We found that the association between alcohol drinking patterns and sarcopenia or its elements was different for males and females. Several explanations may account for a possible interaction between sex and alcohol consumption patterns in this study. The number of cases was substantially lower among females than among males. In addition, the volume and frequency of alcohol consumption among Chinese women was quite low, with a mean of 1.1 g of ethanol daily for quantity and a mean of 0.44 times per week for frequency, whereas it was 17.3 g and 2.41 times per week among men, respectively. We cannot exclude the possibility that this result is related to low alcohol consumption. Finally, differences in alcohol pharmacokinetics [38] and beverage preferences between sexes may be another explanation. One article stated that a preference for a specific type of alcoholic beverage (wine or other) was considered when such a drink accounted for more than 80% of alcohol intake [39]. The preferred beverage was wine among females, which may be more beneficial than drinking beer or spirits [40], whereas liquor was favored by the males in this study. However, the results for women are less certain and warrant further study.

This study had several strengths and limitations. First, this was the first study to explore the association between alcohol consumption and sarcopenia in the general Chinese population. Additionally, sarcopenia was defined according to the updated standard criteria in 2019. An important strength was the definition of alcohol, which was divided into groups according to the dietary guidelines for Chinese residents, which provides a sound basis for drinking guidelines for the Chinese population.

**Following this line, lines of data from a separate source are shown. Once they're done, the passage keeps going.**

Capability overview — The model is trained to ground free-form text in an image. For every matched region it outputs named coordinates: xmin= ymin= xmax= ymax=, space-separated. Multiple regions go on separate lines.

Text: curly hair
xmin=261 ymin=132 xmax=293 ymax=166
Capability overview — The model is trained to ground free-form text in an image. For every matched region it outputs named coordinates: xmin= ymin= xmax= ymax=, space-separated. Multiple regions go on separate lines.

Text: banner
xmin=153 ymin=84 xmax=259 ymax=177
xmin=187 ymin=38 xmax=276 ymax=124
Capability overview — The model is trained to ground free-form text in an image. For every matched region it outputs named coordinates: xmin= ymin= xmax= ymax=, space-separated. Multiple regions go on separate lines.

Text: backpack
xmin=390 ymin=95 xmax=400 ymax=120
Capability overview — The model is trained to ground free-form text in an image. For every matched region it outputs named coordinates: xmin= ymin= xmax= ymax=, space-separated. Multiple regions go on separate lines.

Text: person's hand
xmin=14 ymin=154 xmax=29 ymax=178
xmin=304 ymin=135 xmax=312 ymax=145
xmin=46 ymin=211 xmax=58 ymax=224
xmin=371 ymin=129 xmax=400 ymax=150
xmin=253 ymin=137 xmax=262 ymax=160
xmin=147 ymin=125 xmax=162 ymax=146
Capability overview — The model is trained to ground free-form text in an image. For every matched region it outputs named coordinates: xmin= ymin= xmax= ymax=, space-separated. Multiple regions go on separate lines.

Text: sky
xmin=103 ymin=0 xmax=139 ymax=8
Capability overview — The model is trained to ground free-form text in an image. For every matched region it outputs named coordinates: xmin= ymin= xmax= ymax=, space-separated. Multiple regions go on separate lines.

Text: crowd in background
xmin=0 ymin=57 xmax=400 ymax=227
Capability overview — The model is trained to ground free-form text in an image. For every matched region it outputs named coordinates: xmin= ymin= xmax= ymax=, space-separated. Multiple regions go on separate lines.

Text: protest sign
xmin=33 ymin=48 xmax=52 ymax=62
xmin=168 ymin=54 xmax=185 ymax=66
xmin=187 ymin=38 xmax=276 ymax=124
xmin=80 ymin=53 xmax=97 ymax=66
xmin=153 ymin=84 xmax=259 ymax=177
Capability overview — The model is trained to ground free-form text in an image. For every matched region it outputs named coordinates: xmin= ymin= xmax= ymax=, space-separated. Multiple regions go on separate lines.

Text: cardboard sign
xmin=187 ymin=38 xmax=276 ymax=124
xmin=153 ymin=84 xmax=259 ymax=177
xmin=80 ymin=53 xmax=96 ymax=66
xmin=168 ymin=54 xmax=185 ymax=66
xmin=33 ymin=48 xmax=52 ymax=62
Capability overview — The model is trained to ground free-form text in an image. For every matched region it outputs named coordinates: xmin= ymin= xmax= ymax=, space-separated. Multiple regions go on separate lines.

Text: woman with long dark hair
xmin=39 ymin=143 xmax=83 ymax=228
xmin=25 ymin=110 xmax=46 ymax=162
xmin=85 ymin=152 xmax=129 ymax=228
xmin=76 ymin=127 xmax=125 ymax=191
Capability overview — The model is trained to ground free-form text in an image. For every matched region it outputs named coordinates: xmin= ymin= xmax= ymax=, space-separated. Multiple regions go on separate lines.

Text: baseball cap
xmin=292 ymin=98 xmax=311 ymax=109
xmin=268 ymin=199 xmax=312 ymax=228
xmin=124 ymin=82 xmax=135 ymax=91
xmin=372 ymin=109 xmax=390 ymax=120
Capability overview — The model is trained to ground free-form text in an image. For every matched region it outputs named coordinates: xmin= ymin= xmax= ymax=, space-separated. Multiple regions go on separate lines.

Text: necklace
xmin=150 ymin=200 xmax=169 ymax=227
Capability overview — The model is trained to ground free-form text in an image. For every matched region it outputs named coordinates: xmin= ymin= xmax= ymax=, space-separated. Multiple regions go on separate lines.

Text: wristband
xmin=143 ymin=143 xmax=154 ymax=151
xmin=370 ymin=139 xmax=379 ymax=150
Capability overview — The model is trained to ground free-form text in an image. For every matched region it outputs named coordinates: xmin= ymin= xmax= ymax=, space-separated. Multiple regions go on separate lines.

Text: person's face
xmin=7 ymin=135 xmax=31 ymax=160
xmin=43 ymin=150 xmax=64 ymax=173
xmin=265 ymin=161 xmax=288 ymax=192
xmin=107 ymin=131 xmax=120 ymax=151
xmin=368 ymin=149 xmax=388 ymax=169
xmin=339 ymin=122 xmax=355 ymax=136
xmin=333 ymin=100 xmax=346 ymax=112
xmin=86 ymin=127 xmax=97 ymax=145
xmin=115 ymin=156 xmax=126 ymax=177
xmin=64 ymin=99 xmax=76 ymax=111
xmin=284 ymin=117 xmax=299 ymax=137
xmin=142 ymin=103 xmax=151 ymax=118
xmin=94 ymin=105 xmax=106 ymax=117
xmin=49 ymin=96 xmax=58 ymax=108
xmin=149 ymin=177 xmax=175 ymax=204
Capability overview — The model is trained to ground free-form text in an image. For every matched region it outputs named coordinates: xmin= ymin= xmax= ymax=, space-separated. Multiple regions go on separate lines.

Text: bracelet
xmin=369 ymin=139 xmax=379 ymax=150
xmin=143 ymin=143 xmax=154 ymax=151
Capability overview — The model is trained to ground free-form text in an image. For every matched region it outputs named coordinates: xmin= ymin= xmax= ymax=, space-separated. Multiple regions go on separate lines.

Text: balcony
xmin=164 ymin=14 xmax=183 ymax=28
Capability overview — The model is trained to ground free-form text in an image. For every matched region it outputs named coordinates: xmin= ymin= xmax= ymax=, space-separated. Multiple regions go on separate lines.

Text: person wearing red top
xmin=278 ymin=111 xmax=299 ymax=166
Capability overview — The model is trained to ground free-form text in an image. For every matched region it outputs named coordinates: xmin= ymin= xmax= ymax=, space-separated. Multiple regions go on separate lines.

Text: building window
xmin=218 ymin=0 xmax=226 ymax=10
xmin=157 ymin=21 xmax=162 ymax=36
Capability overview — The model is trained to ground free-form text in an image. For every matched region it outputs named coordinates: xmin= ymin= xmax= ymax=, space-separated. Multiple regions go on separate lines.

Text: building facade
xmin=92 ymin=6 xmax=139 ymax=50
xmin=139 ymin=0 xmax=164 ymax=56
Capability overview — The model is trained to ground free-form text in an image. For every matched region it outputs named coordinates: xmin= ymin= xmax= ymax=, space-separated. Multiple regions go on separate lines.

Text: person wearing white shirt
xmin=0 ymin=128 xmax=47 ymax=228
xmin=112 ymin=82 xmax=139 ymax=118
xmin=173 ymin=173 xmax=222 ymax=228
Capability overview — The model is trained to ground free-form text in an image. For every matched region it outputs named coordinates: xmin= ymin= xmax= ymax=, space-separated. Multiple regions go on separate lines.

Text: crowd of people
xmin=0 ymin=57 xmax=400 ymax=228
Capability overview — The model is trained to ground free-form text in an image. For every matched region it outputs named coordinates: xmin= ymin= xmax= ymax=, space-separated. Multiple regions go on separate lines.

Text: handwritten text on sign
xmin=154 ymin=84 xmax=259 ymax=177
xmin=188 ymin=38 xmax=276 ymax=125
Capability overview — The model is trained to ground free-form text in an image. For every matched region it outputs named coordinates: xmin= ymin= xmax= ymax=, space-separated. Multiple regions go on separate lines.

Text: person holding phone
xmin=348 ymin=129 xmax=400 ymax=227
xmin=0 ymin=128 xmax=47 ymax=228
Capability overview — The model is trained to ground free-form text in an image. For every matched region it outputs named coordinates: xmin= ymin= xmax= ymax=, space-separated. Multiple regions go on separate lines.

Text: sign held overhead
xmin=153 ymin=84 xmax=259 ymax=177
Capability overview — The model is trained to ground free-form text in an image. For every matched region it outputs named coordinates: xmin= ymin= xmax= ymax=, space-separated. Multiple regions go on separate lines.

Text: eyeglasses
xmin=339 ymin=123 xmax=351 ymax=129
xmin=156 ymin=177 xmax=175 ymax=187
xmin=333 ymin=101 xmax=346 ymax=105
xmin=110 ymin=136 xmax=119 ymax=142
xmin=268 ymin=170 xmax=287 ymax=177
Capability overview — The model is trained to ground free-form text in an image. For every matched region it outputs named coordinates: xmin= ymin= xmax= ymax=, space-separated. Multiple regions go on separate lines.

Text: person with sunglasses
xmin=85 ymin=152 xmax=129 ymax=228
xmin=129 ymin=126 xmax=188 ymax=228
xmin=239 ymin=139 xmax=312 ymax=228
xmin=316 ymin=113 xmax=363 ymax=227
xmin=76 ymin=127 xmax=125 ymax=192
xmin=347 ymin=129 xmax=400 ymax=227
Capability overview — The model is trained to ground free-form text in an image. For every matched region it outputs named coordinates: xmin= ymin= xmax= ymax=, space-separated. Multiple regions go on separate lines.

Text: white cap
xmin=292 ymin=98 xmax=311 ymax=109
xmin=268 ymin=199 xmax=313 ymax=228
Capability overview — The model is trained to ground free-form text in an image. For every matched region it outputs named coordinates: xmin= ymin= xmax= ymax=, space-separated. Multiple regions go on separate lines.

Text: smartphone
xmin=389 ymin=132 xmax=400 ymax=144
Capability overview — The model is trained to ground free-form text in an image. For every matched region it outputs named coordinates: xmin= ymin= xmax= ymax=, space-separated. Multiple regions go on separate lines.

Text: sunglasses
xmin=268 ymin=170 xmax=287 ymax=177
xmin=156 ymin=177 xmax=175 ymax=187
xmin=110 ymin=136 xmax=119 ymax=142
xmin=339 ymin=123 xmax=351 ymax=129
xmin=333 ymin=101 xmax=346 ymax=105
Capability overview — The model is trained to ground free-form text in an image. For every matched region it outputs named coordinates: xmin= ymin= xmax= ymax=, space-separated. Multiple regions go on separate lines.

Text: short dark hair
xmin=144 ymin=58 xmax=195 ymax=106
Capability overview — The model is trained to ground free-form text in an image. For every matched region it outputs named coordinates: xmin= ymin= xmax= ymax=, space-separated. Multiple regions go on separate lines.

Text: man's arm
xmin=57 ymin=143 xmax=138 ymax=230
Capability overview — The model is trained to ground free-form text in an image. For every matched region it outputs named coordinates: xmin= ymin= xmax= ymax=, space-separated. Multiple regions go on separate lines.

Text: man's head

Among the main limitations was that alcohol consumption was self-reported, so there may be recall error and social desirability bias. In addition, this study regarding alcohol intake and sarcopenia failed to investigate the dose‒response relationship. Moreover, considering the small sample size, we have not analysed by different age group. It is an urgent need to continue to collect samples and to further explore the relationship between alcohol consumption and sarcopenia at different age and gender level. Finally, our study was a cross-sectional study, and a causal relationship between alcohol consumption and sarcopenia or its elements should be investigated in a follow-up study.

Conclusion

These data showed heavy alcohol consumption and frequent drinking was associated with an increased risk of low muscle mass and muscle strength in Chinese men from Henan province. . Efforts to reduce alcohol consumption and drinking frequency among males in China should be pursued as part of comprehensive lifestyle modification approaches for the prevention and treatment of low muscle mass and muscle strength.

Acknowledgements

We thank the participants for their willingness to participate in this study. Our special thanks go to Yafei Sun and Xiumei Xu for their assistance with the collection and input of the data.

Author contributions

All authors had full access to all of the data and take responsibility for the integrity of the data and the accuracy of the data analysis. Baihui Ma, Lijun Guo, and Yongxia Kong acquired the data. Junya Zhai, Baihui Ma, and Rui Liang analyzed and interpreted the data. Junya Zhai, Baihui Ma, and Pipasha Khatun drafted the manuscript, which was critically revised for important intellectual content by all authors. Quanjun Lyu, Jin Qin and Minghua Cong were responsible for the statistical analysis and revised the manuscript. Junya Zhai supervised the study and is a guarantor.

Funding

Not applicable.

Data availability

The datasets used and/or analyzed during the current study are available from the corresponding author upon reasonable request.

Declarations

Ethics approval and consent to participate

This study was conducted according to the guidelines laid out in the Declaration of Helsinki, and all procedures involving research study participants were approved by the First Affiliated Hospital of Zhengzhou University (Protocol 2020–KY-066). Written informed consent was obtained from all participants. Verbal consent was witnessed and formally recorded.

Consent for publication

Not applicable.

Competing interests

The authors declare that they have no competing interests.

Footnotes

Publisher’s note

Springer Nature remains neutral with regard to jurisdictional claims in published maps and institutional affiliations.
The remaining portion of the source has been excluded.